A sus 36 años, esta vecina de Navolato encontró en el emprendimiento una manera de enfrentar los momentos complicados y crear nuevas oportunidades.

Ella vive en la colonia La Tenería, donde también nació la idea de comenzar un negocio que poco a poco se convirtió en parte de su rutina diaria.

La historia comenzó cuando el trabajo para su esposo, quien se dedica a la construcción, empezó a escasear.

“Él decía que en dos o tres meses esto se iba a calmar, pero ya pasó más tiempo. Pasó un año y otro año, y pues no”, cuenta Reyna para Tus Buenas Noticias.

Fue entonces cuando decidieron buscar una alternativa.

“Dijimos: pues hay que hacer tamales para vender”. Así inició una nueva etapa para la familia.

La rutina diaria de Reyna para vender tamales

Reyna Viridiana vende tamales y agua de sabor en su negocio frente al IMSS de Navolato.

Reyna no tenía un negocio establecido ni una larga experiencia vendiendo comida. Lo que tenía era la necesidad de salir adelante y las ganas de aprender.

Su mamá también preparaba tamales, por lo que de ella recibió algunos consejos, pero Reyna buscó mejorar por su cuenta.

“Mi mamá hacía tamales, preguntándole unos tips que ella me dio y otras cosas que miré en YouTube fui aprendiendo”, explica entre risas.

Con práctica fue encontrando su propia manera de prepararlos y poco a poco comenzó a vender.

Primero recorrieron otros puntos de Navolato, hasta llegar al centro. Después encontraron un espacio frente al Seguro Social, donde decidieron quedarse.

Durante la temporada de frío también ofrecía avena caliente, pero con la llegada del calor buscaron otra opción.

Fue cuando su esposo propuso agregar aguas frescas al negocio.

Ahora Reyna vende tamales de puerco y de elote, además de aguas de jamaica, piña y cebada.

Una larga jornada que le brinda satisfacción

Los tamalitos y el agua fresca son los favoritos de la gente que viene a las consultas del IMSS en Navolato.

Su negocio requiere mucho más que llegar y vender. Su día comienza desde la madrugada.

A las tres de la mañana ya está trabajando para dejar todo listo.

Los tamales los organiza de una manera que le permita atender el negocio y también estar pendiente de su familia.

Es una rutina pesada, pero ella sabe que cada esfuerzo tiene un propósito.

Reyna es mamá de cinco hijos. Ellos son una de sus principales motivaciones.

Más allá de vender, Reyna quiere que sus hijos aprendan que siempre se pueden buscar caminos para salir adelante.

Uno de sus mayores deseos es que sus hijas tengan independencia y conozcan el valor de trabajar por sus propios sueños.

“Me gustaría que ellas aprendan a vender, que emprendan y que tengan su propio negocio”, expresa.

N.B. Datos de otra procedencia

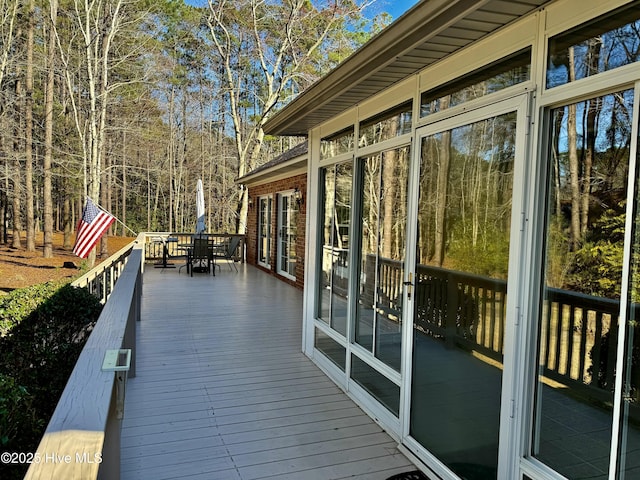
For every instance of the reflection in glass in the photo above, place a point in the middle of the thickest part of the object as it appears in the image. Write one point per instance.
(327, 195)
(288, 222)
(336, 215)
(605, 43)
(466, 183)
(387, 125)
(340, 255)
(331, 349)
(379, 386)
(337, 144)
(628, 464)
(492, 78)
(264, 230)
(578, 328)
(378, 323)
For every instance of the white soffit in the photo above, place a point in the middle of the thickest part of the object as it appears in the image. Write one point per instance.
(430, 31)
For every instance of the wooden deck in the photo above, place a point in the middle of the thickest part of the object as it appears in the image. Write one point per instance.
(223, 392)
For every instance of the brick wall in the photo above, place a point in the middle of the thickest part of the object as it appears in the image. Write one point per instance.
(272, 189)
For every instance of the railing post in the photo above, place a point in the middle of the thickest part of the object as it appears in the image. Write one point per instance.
(451, 316)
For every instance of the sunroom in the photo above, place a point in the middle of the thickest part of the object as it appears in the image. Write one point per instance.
(472, 241)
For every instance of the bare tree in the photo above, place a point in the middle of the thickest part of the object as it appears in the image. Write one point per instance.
(48, 142)
(282, 39)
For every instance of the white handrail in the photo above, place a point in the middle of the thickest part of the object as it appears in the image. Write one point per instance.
(82, 440)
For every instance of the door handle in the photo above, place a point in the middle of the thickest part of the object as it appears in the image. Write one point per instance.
(409, 285)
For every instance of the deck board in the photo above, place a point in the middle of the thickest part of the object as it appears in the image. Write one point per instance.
(223, 392)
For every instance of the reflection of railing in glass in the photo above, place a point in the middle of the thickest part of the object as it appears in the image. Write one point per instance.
(579, 331)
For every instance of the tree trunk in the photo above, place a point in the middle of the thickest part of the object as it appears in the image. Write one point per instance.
(48, 136)
(28, 150)
(572, 138)
(16, 241)
(441, 193)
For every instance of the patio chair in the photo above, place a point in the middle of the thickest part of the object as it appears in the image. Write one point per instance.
(227, 251)
(199, 256)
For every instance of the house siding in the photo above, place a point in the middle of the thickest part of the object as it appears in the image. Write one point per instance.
(272, 189)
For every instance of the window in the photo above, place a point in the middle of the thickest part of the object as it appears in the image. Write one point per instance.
(337, 144)
(390, 124)
(603, 44)
(337, 182)
(583, 277)
(264, 231)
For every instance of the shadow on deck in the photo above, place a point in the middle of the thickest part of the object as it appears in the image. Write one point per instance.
(223, 391)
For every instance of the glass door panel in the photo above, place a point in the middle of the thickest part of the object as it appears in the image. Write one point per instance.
(382, 235)
(579, 318)
(264, 231)
(287, 223)
(336, 215)
(462, 257)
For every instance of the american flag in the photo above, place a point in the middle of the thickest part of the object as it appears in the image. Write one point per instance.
(92, 226)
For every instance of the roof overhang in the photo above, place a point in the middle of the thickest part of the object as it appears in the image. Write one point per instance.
(290, 163)
(429, 32)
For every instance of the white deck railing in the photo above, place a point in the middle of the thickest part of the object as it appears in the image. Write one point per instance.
(82, 439)
(101, 279)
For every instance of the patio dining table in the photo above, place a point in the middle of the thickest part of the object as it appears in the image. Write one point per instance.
(188, 249)
(164, 241)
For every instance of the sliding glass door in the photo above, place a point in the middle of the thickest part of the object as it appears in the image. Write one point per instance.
(463, 240)
(264, 231)
(287, 235)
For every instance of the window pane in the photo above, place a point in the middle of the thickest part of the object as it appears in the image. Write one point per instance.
(628, 465)
(464, 216)
(378, 323)
(379, 386)
(341, 142)
(490, 79)
(605, 43)
(331, 349)
(335, 218)
(264, 230)
(386, 125)
(326, 230)
(588, 170)
(340, 270)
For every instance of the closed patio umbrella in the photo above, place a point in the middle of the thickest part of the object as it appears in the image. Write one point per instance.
(200, 226)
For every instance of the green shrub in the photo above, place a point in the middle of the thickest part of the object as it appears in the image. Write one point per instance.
(44, 329)
(18, 304)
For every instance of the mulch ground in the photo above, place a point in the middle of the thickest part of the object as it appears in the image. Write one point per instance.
(19, 268)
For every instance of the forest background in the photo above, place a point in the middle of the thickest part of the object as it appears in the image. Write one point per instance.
(129, 102)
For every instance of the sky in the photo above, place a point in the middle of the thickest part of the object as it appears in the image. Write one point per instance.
(393, 7)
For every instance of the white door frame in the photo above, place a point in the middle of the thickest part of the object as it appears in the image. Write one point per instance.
(512, 385)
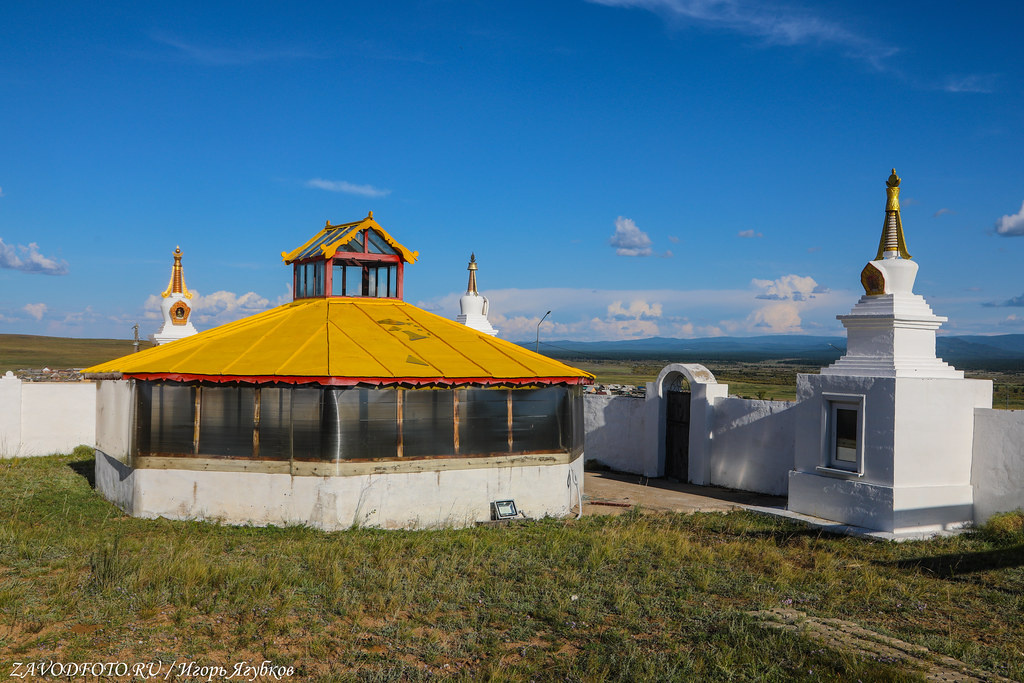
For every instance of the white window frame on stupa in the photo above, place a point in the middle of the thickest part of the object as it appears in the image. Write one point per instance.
(832, 463)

Aunque también mantiene la esperanza de que todos puedan estudiar y prepararse.

El puesto de Reyna frente al IMSS de Navolato representa mucho más que una venta de tamales y aguas frescas.

Es el resultado de una decisión familiar, de aprender algo nuevo y de no quedarse esperando a que las oportunidades lleguen.

Cada mañana, mientras atiende a sus clientes, Reyna también construye un ejemplo para sus hijos: el de una mujer que buscó una salida, aprendió un oficio y convirtió una dificultad en un camino para crecer.

Entre sabores, trabajo y constancia, su sueño sigue tomando forma en las calles de Navolato.